The four brief Four Preludes, Op. 22 (1897) certainly claim Chopin as the predecessor. The G-sharp Minor No. 1 rings with internal fury. No. 2 in C-sharp Minor has a dreamy effect, a cross between album leaf and nocturne. The B Major No. 3 presages Debussy’s parlando effects. No. 4, Andantino in B Minor, progresses in block chords and rich arpeggios that die away, pp. The Op. 14 Impromptus shake hands with Chopin, exploiting his device of merging the rhythmic pulse from mazurka and waltz rhythm. The B Minor Impromptu moves in ¾ dotted rhythm. The F-sharp Minor Impromptu plays like one of Chopin’s Nouvelles Etudes.  Mody provides a lulling, erotic shape for this neglected moment from the Russian voluptuary. At the recital’s end, with Three Etudes, Op. 65 (1912), we can hear the virtuosic application of ninths, sevenths, and fifths in vertically audacious harmony while the thumb must provide a melody. Something of Schumann – besides the immortal Chopin – marks these (symphonic) etudes, since they contest opposing characters in the hands.
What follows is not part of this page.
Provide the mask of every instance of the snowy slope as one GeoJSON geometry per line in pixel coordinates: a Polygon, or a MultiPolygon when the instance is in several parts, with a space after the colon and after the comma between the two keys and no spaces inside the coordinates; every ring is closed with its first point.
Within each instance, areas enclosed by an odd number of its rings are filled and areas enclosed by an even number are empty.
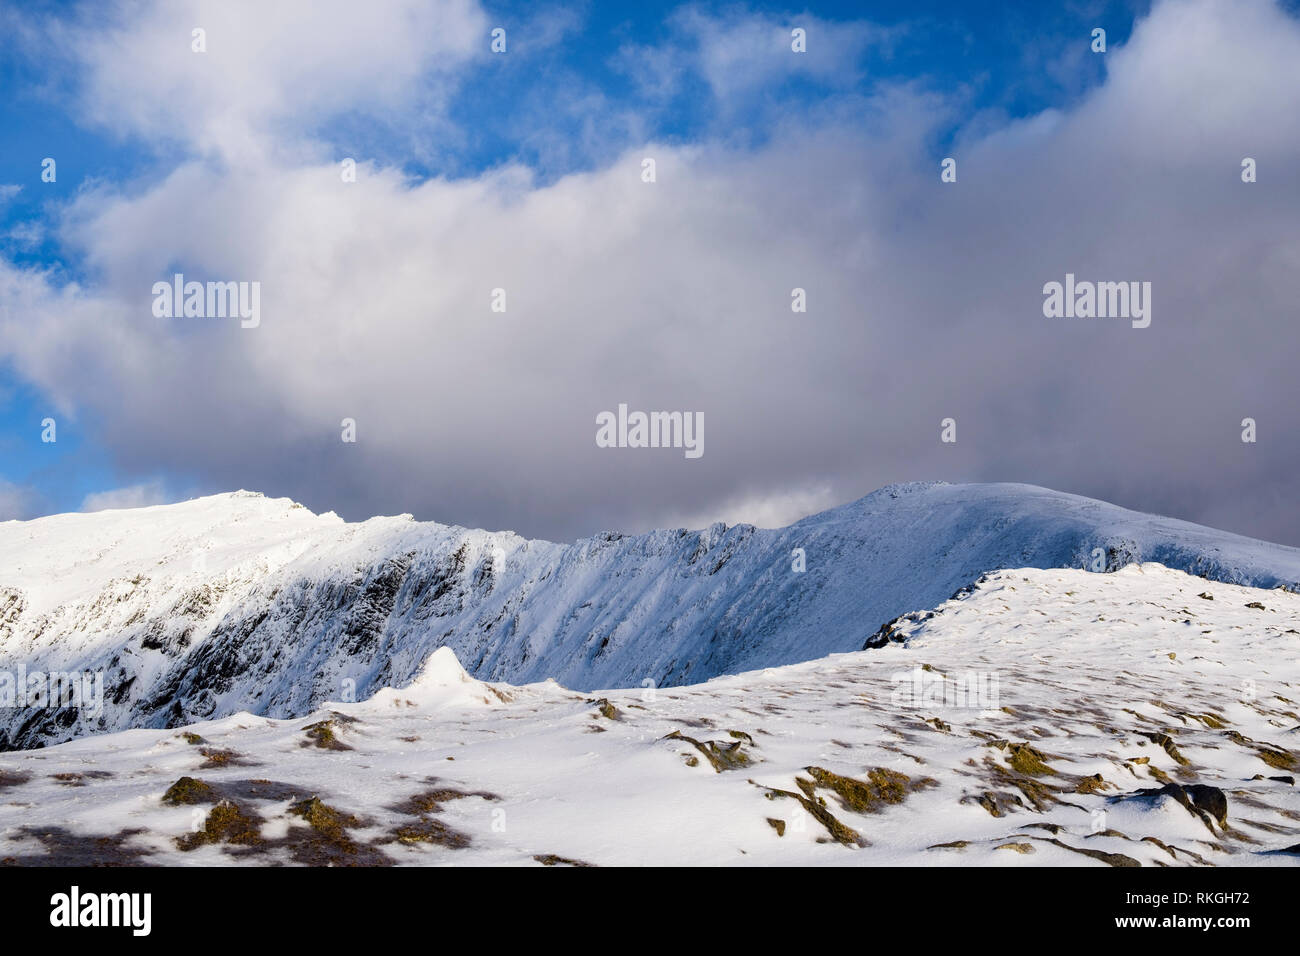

With the Morceaux, Op. 49 (1906) Scriabin’s condensed polyphony and polyrhythmic style has congealed into a mature form, no longer indebted to past Romantics. Scriabin’s harmony already moves in clusters to what would become his “Prometheus” chords. Though exceedingly terse, their innate volatility impresses us via Mody’s reading. The later Scriabin becomes more chaste expressively, as we witness in Two Poemes, Op. 69 (1913), the first of which, Allegretto, poses subtle, delicate tracer in the manner of veils. The second piece, Reverie, embodies in flying thirty-second notes, the composer’s Puckish striving for purity and light that suffuses his Tenth Sonata (1912-13). The Two Poemes, Op. 63 (1912) reveal the “Prometheus” Chord, built of six notes that span a fourth. Incredible concentrated, the first piece, Masque, moves down a fourth at measure 5 to a second section marked bizarre at bar 10, which vaporizes before we can grasp it. The second piece extends the impulse, Etrangete (weirdness), a series of sparkling runs that invoke Prometheus even as they scamper away.

The “big” piece in this collection doubtless looms Sonata No. 10, which attempts to distill degrees of ecstatic light, like a landscape or mindscape by Turner. Like Beethoven, Scriabin finds liberation in his trill, sometimes combining this effect with shimmering tremolos and garlands of sweeping sound. Scriabin indicates a “profound veiled ardor” for his chromatic line that opens out at bar 39, Allegro. The descending thirds in the opening section infiltrate Scriabin’s progress as he transposes his main tune down a third upon each repetition. The trills and cascades collide and compete with the development, which Mody executes with lofty vitality, as he must, to attain the puissant, radieux climax (fff) of this solipsistic vision. A huge silence ensues, answered only by the cyclical reappearance of the beginning music, the Alpha and Omega, if you will.